Despite these challenges, young people continue to show resilience and agility through volunteering. According to the UN, more community-based, youth-led and intergenerational approaches are needed to meet the needs of young people.
“We are facing many crises today. Climate change, biodiversity loss, inequality, Covid-19, conflict, “said General Assembly President Abdulla Shahid.” If we are to make significant progress on any of these issues, and progress that is sustainable , which lasts for decades, then young people should be part of this process. They have to own it. ”
“Young people are our best hope for meeting the challenges facing the world and for achieving the 2030 Agenda for Sustainable Development. Whether it is the solution they offered during the Covid-19 pandemic or the many young people at the forefront of climate action, young people have shown that they have the solutions and the will to fight for the planet they will inhabit. for the world they will live. inherit, ”he added.
© Greenpeace / Marie Jacquemin
Due to the historical marginalization of young people in decision-making and leadership, it is necessary to amplify the voice of young people and better involve them in the decision-making process and better involve them in the implementation of actions that contribute to a best future for people and the planet.
Thus, for Amina Mohammed, UN Under-Secretary-General, young people must be at the forefront and center of reconstruction. For her, it really starts at the national level, “when we create and design plans to get back to a better world, the energy transitions, the digital transitions to close the gap, whatever it is, the program that is designed around the SDGs. “We need to make sure that young people are on the table now so that we can move forward.”
According to her, youth engagement and participation must go beyond symbolic exercises and checkboxes towards more equitable and sustainable youth-focused approaches.

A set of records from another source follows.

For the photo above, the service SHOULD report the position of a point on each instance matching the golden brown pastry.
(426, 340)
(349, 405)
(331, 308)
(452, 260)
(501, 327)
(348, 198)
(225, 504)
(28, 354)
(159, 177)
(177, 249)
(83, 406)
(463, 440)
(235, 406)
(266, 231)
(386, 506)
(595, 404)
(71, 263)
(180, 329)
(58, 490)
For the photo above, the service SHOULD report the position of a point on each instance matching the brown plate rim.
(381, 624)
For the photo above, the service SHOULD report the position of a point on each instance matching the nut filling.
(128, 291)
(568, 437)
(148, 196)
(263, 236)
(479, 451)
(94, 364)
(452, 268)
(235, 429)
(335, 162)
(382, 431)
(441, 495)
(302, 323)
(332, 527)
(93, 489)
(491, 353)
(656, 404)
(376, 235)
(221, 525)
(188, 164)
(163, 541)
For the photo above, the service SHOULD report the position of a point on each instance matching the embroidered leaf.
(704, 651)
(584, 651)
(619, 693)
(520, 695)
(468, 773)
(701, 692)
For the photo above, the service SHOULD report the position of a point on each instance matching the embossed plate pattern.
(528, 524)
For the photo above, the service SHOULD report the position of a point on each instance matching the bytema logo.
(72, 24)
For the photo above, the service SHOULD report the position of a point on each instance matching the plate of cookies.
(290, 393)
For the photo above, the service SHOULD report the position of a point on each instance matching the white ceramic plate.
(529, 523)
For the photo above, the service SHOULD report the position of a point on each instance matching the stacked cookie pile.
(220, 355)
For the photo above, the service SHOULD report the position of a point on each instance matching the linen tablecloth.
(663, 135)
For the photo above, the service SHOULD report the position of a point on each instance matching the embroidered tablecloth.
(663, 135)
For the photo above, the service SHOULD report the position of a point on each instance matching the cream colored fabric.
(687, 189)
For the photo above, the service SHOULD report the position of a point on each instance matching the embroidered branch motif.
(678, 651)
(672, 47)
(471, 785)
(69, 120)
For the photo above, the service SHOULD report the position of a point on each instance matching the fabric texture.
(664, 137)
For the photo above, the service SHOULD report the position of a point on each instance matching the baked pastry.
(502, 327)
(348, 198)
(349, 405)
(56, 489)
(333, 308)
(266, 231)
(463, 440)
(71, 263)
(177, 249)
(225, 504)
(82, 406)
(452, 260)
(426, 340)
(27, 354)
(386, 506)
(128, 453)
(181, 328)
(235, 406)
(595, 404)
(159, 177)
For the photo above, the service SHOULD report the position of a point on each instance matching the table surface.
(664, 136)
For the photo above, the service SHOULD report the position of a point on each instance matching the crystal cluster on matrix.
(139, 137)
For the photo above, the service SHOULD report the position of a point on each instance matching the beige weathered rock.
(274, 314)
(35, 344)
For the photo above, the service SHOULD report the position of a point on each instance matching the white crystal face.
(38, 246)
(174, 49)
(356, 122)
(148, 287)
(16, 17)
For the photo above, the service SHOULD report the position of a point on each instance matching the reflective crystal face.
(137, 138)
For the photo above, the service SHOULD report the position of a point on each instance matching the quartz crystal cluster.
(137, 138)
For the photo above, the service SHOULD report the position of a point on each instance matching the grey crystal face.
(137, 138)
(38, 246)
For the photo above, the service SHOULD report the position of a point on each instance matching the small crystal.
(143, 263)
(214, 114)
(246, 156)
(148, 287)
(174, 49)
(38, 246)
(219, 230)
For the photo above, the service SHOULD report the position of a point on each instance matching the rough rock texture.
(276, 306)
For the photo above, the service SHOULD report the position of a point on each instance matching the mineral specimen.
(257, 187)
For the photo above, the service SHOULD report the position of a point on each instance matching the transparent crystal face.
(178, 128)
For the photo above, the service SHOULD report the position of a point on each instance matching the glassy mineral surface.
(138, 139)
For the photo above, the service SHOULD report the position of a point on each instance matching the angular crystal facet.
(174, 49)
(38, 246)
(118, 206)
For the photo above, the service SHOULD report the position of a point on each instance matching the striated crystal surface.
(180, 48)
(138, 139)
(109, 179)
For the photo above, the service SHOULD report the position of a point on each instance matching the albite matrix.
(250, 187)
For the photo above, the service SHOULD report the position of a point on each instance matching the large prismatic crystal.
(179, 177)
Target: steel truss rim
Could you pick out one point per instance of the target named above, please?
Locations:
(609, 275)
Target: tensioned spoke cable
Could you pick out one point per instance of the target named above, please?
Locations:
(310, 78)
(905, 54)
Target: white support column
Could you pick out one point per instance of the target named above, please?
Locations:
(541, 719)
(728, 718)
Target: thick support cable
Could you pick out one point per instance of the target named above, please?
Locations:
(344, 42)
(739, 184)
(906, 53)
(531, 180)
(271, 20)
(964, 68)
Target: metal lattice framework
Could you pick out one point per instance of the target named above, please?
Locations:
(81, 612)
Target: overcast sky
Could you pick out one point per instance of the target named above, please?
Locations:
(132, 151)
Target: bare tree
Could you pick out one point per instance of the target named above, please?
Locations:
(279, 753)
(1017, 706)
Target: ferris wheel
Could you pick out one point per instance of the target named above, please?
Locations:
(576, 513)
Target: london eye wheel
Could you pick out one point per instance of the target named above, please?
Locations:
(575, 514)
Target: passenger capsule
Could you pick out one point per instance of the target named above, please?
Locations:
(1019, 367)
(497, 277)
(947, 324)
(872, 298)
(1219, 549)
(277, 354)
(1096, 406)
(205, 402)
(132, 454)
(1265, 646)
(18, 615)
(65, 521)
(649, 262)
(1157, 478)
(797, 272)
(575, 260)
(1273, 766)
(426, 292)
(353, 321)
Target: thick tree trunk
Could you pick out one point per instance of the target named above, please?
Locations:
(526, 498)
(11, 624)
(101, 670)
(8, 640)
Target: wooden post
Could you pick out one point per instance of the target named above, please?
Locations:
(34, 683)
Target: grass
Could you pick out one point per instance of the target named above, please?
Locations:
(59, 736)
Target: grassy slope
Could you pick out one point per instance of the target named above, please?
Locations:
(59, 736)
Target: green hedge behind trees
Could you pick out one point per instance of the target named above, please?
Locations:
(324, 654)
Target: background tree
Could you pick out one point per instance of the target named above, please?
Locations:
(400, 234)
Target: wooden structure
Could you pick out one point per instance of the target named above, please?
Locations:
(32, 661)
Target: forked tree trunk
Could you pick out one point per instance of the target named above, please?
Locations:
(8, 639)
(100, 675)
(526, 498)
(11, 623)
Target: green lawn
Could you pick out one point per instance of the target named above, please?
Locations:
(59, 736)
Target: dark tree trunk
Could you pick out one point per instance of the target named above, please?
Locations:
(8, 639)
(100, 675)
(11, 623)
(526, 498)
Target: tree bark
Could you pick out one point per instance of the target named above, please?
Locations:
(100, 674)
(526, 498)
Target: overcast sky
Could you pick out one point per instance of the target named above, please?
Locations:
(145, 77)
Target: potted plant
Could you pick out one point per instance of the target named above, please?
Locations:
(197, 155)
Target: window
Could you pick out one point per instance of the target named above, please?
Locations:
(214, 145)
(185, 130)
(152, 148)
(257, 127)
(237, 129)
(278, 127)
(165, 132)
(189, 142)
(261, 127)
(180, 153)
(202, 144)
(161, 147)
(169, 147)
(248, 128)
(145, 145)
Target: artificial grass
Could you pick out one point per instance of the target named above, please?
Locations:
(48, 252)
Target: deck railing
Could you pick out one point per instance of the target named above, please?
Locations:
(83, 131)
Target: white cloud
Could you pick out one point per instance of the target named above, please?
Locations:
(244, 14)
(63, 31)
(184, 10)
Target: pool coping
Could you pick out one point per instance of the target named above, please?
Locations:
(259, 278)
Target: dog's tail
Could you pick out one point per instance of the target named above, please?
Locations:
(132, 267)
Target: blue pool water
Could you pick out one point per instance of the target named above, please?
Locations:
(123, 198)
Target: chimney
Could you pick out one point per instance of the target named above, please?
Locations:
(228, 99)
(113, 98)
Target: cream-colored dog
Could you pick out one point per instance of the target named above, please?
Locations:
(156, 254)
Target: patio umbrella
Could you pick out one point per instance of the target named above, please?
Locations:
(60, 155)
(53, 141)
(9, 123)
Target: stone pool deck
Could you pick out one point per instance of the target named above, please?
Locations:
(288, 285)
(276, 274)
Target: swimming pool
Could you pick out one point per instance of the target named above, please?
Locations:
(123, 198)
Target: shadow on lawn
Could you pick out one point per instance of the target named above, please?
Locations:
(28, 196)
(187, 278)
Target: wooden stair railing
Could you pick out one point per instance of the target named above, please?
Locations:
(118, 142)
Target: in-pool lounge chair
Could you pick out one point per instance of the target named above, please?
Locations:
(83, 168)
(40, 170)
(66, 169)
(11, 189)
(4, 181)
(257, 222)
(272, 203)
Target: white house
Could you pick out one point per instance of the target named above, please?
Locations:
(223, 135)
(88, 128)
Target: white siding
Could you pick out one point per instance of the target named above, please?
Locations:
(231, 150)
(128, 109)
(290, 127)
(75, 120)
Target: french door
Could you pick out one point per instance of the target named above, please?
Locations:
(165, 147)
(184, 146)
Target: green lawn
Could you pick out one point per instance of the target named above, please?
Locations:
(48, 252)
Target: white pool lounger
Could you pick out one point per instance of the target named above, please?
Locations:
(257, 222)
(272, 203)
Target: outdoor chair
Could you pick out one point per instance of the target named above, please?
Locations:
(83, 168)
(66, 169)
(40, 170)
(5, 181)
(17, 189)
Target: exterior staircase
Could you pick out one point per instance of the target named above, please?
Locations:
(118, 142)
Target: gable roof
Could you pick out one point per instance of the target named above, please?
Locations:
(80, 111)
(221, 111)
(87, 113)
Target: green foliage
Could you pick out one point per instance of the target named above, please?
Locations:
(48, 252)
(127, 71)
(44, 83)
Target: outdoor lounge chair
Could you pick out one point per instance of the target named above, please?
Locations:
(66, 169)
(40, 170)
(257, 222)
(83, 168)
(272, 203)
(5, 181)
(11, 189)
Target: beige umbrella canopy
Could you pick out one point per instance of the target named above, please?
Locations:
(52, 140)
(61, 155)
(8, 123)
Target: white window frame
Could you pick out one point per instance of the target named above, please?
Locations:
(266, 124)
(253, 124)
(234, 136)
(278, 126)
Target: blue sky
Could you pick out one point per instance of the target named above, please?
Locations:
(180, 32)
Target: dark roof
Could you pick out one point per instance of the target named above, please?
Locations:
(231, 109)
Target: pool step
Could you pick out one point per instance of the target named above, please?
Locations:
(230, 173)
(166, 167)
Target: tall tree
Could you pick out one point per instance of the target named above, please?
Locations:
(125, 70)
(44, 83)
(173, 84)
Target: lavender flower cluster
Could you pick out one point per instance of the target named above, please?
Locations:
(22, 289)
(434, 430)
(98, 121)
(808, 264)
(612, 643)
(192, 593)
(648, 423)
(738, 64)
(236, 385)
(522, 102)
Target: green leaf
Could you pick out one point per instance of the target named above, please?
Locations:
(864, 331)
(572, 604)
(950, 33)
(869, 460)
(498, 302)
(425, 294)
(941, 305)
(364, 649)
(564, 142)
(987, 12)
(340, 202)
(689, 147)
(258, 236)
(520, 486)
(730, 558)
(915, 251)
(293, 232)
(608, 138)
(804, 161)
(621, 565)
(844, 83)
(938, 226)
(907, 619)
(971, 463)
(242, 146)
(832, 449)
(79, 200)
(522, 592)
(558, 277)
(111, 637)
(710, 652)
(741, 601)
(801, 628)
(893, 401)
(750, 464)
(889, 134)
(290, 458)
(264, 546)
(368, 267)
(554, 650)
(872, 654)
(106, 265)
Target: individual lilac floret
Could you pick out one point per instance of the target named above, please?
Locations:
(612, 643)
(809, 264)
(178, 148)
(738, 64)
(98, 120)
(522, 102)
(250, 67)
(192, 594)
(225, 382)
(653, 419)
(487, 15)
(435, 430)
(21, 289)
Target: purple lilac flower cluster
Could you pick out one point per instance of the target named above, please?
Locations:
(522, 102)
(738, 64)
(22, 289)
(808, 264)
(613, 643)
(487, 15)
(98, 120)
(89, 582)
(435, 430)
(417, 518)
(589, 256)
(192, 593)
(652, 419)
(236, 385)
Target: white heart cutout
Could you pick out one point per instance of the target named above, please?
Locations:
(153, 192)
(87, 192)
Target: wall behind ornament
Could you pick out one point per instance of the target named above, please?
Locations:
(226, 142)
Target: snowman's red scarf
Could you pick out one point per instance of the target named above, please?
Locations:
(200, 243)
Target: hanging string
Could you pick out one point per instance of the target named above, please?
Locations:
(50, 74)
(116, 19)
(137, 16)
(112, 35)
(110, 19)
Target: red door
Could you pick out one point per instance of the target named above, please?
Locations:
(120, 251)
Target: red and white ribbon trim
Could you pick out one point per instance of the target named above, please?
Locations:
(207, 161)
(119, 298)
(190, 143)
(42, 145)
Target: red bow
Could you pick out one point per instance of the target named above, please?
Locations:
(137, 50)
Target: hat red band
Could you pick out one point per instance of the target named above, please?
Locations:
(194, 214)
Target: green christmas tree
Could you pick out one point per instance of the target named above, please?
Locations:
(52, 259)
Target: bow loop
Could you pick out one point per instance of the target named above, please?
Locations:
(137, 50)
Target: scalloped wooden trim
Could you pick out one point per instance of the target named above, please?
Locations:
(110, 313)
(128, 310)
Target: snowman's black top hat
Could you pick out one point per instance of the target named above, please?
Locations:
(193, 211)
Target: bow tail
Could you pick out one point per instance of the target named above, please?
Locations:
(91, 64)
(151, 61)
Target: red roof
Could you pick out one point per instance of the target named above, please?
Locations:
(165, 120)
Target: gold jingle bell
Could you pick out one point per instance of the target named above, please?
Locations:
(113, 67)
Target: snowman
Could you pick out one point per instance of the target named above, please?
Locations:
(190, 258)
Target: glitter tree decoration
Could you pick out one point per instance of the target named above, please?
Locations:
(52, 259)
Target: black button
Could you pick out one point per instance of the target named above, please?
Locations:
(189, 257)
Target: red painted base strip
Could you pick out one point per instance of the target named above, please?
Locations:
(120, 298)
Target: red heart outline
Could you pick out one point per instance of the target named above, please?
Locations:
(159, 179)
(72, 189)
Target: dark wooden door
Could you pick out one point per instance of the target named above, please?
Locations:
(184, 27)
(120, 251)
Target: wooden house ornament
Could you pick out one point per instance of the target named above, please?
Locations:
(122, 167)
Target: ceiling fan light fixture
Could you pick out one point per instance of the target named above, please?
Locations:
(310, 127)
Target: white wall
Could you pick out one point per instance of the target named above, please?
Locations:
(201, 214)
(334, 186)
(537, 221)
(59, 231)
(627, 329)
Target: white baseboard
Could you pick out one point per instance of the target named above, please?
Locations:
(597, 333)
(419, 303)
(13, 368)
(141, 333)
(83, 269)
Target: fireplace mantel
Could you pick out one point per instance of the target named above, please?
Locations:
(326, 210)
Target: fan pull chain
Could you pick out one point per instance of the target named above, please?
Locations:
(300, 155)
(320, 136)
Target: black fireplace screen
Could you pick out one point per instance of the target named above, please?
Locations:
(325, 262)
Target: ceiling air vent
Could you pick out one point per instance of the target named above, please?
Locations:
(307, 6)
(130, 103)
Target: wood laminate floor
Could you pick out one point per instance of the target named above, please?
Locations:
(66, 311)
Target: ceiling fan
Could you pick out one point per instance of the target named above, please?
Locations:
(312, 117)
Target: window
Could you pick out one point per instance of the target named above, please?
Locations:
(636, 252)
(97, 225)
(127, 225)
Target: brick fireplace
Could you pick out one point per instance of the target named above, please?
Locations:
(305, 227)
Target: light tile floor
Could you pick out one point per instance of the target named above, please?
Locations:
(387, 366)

Creating a better, fairer and more sustainable future
As a leading platform for young people to share their ideas globally, the forum allows representatives of youth-led and youth-led organizations and networks, youth advocates, and other youth actors to interact with states. members and explore ways to promote the development and development of young people. commitment.
During this Forum, participants will propose solutions to help young people overcome the enormous challenges they face, such as: the impacts of major conflicts around the world; the devastating economic, social, health and educational repercussions of Covid-19, and the need to strengthen its resilience to future crashes.
They will also engage in a dialogue on the different actions that Member States and other actors could take to rebuild Covid-19 in a way that advances the Sustainable Development Goals at the local, national and national, regional and global levels.
This forum will also discuss the role that young people can play in society in the implementation of global climate policies and actions aimed at and focused on young people.
Finally, participants will examine the development prospects and participation of young people in key areas such as decent work, economic security and social inclusion.